Q2 -- why are you with an agent who doesn't concentrate in your neighbourhood and doesn't really want the listing? Engage the agent who sold the one next door. They know the market and may have some buyers already lined up who were interested in the other place. If the price is fairly volatile, the price an agent knowledgeable about your market could get may offset the fees?


----------



## Just a Guy (Mar 27, 2012)

1) If your mortgages assumable, then yes. Look at the documents, banks don't like people assuming mortgages so they'll usually say no, or give you horror stories about why you shouldn't do it. They've been phasing out assumable mortgages, but they do exist.

2) What Charlie said.


----------



## Mall Guy (Sep 14, 2011)

Just a Guy said:


> 1) If your mortgages assumable, then yes. Look at the documents, banks don't like people assuming mortgages so they'll usually say no, or give you horror stories about why you shouldn't do it. They've been phasing out assumable mortgages, but they do exist.


Maybe if the sister bought OP's house, but no way to transfer it to another house and another mortgagor. 

OP, are you buying another place ? why not take the mortgage with you ? Or refer your sister to the same company, and maybe get the fee reduced.


----------



## faline (Feb 10, 2011)

Thanks for the feedback. I won't be buying another place. I've decided to rent instead, as I can't afford to buy where I want to live. I'll look into the referral ...with fingers crossed


----------



## canabiz (Apr 4, 2009)

I just sent you another PM, faline. For the Ottawa area, there are a few options to have your home listed on MLS without having full agent representation (industry term is *mere listing*). I will list what I know here and you can do further research before making that all-important decision.

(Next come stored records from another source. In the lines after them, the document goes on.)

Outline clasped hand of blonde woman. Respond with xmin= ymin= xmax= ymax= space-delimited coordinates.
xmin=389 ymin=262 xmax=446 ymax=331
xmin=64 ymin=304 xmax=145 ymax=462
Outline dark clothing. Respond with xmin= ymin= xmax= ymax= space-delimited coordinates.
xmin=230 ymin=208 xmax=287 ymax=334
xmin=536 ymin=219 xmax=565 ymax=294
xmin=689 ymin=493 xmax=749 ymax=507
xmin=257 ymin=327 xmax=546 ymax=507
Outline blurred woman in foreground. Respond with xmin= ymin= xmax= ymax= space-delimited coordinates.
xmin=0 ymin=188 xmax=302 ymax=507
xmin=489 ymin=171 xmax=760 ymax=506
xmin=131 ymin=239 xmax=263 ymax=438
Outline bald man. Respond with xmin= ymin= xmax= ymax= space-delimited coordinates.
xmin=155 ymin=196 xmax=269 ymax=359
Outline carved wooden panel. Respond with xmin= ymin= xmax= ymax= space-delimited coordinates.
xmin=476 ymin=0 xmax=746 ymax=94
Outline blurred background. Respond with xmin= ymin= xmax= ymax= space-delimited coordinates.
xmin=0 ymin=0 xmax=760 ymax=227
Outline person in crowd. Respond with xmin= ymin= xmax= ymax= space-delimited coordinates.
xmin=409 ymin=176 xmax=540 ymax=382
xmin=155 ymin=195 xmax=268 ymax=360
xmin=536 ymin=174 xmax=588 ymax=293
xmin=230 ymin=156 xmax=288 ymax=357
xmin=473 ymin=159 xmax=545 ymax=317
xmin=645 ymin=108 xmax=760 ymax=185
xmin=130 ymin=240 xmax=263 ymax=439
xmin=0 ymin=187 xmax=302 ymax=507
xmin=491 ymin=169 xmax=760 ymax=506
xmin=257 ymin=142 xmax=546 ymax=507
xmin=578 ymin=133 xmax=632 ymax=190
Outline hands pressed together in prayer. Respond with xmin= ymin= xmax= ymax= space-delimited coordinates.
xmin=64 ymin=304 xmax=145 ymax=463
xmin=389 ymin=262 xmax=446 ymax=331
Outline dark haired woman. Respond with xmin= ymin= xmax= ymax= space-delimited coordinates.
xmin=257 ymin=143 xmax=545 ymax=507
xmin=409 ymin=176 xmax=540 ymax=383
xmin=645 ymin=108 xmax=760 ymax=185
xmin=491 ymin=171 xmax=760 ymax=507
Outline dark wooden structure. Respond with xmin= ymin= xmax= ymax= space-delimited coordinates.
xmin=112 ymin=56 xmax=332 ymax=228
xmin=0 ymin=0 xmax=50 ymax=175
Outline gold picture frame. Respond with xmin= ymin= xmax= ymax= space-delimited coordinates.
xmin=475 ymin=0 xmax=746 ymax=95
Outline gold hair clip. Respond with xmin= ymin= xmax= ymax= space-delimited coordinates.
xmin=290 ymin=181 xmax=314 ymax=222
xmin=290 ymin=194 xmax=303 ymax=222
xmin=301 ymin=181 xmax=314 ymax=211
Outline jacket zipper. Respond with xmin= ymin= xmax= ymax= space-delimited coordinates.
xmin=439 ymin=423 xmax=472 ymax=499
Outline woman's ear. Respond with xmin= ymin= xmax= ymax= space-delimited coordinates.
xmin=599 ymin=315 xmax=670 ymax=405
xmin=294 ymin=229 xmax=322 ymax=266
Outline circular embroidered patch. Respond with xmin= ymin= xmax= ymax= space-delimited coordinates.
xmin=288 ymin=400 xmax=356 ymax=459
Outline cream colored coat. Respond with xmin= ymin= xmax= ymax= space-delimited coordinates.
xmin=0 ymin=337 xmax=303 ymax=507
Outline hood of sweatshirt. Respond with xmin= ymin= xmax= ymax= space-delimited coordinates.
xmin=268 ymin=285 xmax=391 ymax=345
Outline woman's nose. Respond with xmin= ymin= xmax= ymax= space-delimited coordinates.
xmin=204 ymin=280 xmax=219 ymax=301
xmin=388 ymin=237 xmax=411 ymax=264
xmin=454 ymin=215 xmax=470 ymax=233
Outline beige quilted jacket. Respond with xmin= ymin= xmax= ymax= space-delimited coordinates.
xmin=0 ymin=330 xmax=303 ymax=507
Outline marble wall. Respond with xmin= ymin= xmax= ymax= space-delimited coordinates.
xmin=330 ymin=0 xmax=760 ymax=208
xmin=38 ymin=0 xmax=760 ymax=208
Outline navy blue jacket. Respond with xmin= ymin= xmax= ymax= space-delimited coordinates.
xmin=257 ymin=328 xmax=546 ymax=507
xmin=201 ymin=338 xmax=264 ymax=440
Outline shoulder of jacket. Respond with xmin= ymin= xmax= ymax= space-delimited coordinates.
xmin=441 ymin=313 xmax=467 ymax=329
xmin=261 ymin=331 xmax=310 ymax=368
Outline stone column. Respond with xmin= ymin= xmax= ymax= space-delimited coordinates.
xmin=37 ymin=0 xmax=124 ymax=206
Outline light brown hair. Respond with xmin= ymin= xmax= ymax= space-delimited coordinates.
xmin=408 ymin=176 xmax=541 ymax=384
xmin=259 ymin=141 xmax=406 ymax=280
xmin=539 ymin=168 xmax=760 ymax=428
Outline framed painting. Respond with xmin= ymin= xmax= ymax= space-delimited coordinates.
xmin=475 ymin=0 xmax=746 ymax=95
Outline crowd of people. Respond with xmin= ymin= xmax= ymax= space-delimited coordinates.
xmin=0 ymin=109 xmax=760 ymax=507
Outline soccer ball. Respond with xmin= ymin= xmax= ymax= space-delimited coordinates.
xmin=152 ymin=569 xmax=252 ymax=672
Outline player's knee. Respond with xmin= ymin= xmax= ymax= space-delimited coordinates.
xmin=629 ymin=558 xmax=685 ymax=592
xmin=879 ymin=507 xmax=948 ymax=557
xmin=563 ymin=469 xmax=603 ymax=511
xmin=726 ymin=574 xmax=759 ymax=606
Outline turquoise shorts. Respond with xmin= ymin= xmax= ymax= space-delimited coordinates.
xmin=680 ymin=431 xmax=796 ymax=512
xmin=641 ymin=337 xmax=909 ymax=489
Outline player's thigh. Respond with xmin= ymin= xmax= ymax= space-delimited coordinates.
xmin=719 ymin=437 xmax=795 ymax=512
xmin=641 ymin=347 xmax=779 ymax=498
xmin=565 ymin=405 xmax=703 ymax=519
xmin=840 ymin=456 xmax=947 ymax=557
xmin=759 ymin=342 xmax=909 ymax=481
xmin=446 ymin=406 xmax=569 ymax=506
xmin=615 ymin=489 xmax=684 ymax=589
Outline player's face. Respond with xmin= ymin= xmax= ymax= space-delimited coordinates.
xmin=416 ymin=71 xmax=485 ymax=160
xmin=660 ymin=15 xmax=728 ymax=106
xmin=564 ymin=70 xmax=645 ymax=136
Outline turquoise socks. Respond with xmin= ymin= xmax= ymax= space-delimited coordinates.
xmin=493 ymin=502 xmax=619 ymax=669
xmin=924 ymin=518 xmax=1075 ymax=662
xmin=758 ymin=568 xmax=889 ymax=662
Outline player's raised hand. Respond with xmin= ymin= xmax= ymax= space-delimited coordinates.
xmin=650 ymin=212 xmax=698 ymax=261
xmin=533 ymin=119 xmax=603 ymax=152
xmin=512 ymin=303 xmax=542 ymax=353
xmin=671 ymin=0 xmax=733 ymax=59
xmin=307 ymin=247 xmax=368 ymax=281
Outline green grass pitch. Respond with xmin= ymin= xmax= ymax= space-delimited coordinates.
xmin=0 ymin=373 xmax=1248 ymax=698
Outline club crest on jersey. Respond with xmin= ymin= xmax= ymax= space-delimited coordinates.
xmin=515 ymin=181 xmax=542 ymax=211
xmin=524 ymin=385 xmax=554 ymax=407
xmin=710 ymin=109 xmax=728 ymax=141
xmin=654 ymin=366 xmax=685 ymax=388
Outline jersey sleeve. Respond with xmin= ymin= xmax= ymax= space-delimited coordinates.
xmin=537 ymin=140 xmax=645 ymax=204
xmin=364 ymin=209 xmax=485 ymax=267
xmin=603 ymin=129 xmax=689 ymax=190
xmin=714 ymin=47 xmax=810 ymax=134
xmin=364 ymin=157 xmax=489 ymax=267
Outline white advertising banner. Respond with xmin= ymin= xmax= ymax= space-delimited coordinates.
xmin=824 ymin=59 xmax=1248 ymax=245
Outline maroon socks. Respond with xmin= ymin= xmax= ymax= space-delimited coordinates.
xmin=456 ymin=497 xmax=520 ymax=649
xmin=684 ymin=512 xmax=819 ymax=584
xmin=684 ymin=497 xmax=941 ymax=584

Any question, just ask. Like I said in another thread, we sold our home in less than 2 weeks with no agent representation, in the dead of winter AND in a buyer's market. It can be done!

1. The Usher Group, affiliated with Grapevine (as discussed)

2. Wiktor Realty (have a bigger presence in Kanata)

3. Equity One

4. Joe William Ph D/Andan Realty/Ihatecommissions.com

5. ComFree

Best of luck! and remember the real estate game has changed, and for the better for the consumers, IMO.


----------



## faline (Feb 10, 2011)

Thanks so much Canabiz, I really appreciate the feedback! Will be following up on these options


----------



## canadianbanks (Jun 5, 2009)

I don't think you'll be able to transfer the mortgage to your sister.

I know that http://realtysellersrealestate.com/ offers discounted commissions in GTA, but you'll have to check if they do business in Ottawa.


----------